CCE Theses and Dissertations

Date of Award

2019

Document Type

Dissertation

Degree Name

Doctor of Philosophy (PhD)

Department

College of Computing and Engineering

Advisor

Martha M. Snyder

Committee Member

Laurie P. Dringus

Committee Member

Timothy Ellis

Abstract

Learning design competency frameworks published by professional organizations, exist for typical instructional design efforts. However, a review of literature revealed a lack of frameworks available for the creation of complex learning designs (CLDs). The goal of this research was to develop a competency framework for the creation of CLDs. Quantitative and qualitative methods were employed in the four phases of the design and development research approach In phase one, a survey based on the Educational Technology Multimedia Competency Survey (ETMCS) was sent to instructional designers who self-reported as having experience creating CLDs. The purpose of phase one was to identify competencies that instructional designers felt were most important to the creation of complex, technology-mediated learning designs.

The preliminary CLD framework was constructed during phase two, based on analysis of the ETMCS survey results. Measures of central tendency were used to identify competencies considered essential and desirable. Additionally, competencies were categorized into seven domains In phase three, semi-structured interviews were conducted with a subset of survey participants. The purpose was to gain deeper insight into the participant’s perception of the design complexities involved with each of the competencies included in the preliminary framework.
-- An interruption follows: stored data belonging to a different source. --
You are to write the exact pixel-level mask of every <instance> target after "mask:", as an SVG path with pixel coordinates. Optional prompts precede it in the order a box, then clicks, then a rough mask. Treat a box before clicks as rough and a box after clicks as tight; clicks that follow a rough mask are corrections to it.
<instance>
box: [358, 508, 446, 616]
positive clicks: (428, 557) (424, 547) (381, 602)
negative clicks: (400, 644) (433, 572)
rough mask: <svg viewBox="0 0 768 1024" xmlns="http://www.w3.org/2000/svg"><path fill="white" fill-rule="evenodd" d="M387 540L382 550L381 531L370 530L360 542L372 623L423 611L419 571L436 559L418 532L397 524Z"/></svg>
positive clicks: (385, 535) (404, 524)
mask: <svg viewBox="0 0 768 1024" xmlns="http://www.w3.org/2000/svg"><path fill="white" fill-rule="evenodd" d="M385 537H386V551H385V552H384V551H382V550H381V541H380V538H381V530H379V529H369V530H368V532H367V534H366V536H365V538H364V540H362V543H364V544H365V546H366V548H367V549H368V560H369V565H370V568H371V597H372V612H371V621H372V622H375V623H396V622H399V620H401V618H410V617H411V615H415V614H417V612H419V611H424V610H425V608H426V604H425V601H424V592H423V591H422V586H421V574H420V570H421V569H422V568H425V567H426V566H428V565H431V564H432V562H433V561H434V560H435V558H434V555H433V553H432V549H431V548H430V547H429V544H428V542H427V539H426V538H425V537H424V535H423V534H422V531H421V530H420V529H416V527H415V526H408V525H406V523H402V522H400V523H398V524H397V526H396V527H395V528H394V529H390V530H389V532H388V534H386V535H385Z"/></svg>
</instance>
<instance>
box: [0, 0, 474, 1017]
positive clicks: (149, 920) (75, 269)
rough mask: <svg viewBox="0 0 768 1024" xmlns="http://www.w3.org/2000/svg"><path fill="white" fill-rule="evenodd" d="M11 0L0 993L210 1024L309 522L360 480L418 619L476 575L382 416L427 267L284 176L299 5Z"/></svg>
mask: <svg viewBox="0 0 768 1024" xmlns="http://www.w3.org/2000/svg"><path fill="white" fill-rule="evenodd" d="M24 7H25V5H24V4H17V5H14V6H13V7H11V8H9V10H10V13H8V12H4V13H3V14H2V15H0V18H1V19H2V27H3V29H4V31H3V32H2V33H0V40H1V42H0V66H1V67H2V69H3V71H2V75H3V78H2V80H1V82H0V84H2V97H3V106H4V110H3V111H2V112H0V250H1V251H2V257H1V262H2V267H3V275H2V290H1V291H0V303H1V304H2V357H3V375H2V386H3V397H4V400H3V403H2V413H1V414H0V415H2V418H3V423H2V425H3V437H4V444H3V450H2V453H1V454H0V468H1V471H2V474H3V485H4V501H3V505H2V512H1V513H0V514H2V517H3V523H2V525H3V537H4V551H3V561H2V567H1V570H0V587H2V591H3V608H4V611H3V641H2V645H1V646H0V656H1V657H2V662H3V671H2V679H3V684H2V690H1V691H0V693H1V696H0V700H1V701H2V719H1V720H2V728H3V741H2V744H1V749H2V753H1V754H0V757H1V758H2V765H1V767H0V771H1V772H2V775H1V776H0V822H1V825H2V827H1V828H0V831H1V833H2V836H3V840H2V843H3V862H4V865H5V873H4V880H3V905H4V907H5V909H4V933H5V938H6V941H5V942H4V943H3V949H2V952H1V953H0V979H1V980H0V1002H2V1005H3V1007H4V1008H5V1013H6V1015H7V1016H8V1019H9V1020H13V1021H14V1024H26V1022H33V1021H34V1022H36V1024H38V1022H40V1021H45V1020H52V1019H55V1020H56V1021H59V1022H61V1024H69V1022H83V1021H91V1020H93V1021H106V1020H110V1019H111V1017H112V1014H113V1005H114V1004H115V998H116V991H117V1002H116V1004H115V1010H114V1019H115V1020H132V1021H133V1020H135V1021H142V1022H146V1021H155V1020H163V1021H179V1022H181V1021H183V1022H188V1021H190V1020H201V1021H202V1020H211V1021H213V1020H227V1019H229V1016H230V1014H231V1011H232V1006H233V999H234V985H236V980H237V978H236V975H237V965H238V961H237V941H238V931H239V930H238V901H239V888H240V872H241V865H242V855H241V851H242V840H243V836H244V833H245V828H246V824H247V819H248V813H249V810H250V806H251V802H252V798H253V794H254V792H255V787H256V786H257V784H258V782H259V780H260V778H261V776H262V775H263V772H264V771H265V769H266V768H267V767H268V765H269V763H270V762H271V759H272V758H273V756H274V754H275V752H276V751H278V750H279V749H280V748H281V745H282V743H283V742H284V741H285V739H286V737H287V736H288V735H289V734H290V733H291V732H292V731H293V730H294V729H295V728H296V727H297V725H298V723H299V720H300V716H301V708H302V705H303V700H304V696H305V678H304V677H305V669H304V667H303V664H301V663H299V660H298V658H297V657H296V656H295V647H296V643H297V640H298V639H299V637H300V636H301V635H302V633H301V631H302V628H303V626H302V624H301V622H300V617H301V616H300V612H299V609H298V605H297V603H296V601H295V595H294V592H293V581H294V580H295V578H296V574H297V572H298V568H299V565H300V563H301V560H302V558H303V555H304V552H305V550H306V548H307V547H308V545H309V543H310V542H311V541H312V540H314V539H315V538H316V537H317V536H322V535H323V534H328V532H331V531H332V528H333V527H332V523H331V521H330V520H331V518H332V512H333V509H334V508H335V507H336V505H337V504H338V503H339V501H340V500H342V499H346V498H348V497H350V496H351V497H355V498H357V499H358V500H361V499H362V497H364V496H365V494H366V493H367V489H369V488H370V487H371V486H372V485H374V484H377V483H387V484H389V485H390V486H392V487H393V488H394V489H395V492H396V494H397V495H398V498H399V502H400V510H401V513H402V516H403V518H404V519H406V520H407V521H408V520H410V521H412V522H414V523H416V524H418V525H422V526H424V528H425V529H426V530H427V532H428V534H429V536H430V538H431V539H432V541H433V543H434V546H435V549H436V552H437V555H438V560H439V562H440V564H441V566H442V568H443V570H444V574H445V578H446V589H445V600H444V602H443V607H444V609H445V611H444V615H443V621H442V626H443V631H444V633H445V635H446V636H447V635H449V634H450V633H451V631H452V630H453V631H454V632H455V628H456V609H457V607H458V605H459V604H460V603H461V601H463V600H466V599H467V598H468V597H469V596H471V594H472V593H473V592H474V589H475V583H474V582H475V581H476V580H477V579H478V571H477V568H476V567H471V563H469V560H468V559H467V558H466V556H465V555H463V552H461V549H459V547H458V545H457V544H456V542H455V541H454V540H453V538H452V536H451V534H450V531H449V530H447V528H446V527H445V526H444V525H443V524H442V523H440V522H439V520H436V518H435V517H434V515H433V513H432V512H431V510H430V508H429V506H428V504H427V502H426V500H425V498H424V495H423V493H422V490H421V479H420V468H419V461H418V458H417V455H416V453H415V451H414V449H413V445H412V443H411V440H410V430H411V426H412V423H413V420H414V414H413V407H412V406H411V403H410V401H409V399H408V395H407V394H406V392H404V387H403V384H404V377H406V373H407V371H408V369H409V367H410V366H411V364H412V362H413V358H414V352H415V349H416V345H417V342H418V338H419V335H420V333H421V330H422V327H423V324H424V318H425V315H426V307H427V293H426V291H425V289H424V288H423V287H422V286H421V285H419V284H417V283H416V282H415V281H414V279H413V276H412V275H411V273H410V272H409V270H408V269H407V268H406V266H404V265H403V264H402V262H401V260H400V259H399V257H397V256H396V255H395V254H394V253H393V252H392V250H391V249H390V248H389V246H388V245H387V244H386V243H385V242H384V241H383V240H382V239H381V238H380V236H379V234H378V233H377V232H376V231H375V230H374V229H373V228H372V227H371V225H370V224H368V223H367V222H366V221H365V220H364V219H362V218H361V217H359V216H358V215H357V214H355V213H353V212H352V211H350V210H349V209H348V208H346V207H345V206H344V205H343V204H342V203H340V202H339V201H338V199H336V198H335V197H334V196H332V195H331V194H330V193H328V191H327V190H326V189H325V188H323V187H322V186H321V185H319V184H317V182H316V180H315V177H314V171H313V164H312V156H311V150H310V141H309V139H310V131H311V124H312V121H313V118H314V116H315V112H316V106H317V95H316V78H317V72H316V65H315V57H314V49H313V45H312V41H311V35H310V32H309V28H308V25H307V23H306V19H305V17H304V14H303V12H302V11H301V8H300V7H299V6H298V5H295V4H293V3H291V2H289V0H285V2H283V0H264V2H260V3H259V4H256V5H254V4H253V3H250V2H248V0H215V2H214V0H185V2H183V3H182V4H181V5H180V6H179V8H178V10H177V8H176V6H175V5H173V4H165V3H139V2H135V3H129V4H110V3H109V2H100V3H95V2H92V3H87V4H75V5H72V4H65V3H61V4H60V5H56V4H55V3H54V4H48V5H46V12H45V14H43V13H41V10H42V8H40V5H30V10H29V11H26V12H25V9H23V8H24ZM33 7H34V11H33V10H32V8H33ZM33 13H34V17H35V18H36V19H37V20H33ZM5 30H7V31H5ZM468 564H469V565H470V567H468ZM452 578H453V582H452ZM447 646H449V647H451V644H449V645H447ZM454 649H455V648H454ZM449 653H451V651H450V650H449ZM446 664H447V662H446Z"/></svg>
In phase four, the preliminary framework was internally validated using an expert panel employing the Delphi method to build consensus. Three rounds were required to achieve consensus on all competencies within the framework. This consensus resulted in 79 competencies including 30 essential and 49 desirable competencies from the set identified as the preliminary framework during phase two.

Several conclusions emerged from the creation of this framework. Though technology is often a trigger for many types of CLDs, specific technologies are certainly desirable, but not essential. The research also revealed that communication and collaboration competencies are almost universally essential due to the complexity of the designs which typically necessitates the formation of multi-discipline teams. Without these competencies, the team’s cross-profession effectiveness is often hindered due to differences in terminology, processes, and team member geographic location.